Let $C$ be a strict monoidal category. Take objects, $a,b\in C$ and morphisms $T\in C(a,1)$, $S\in C(1,b)$. Does it hold then that $ST=S\otimes T=T\otimes S$? In particular, does the identity morphism of the identity object act as an identity also with respect to the tensor product?
It surely holds for the category of Hilbert spaces and for some diagramatical categories I am working with, but it is not clear to me whether it follows from the axioms.
Best Answer
Yes, it follows from the axioms.

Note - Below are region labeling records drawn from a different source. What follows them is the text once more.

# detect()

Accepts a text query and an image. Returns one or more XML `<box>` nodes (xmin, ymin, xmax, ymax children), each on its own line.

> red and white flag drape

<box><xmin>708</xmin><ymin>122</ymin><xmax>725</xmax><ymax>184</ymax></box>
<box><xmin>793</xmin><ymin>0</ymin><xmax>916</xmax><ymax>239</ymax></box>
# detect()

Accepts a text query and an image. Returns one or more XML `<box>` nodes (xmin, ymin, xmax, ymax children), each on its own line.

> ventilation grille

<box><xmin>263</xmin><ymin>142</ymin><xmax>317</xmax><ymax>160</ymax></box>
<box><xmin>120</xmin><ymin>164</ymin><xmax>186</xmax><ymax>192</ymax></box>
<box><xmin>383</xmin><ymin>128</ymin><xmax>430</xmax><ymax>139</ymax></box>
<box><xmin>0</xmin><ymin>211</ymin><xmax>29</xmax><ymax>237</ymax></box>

In fact in any monoidal category the diagrams $$\require{AMScd} \begin{CD}A @>{T}>> I @>{S}>> B \\ @V{\rho_A}VV @V{\rho_I}V{=\lambda_I}V @VV{\lambda_B}V\\ A\otimes I@>>{T\otimes id_I}> I\otimes I @>>{id_I\otimes S}> I\otimes B \end{CD} $$ commute (this is simply the naturality of the unitors), and $$(id_I\otimes S)\circ (T\otimes id_I)=(id_I\circ T)\otimes(S\circ id_I)=T\otimes S $$ (this is is just the functoriality of $\otimes$). Thus in any monoidal category, you have $$ST=\lambda_B^{-1} \circ T\otimes S \circ \rho_A,$$ and by a similar argument $$ST=\rho_B^{-1} \circ S\otimes T \circ \lambda_A.$$ In a strict monoidal category, these identities simply become $ST=T\otimes S=S\otimes T$.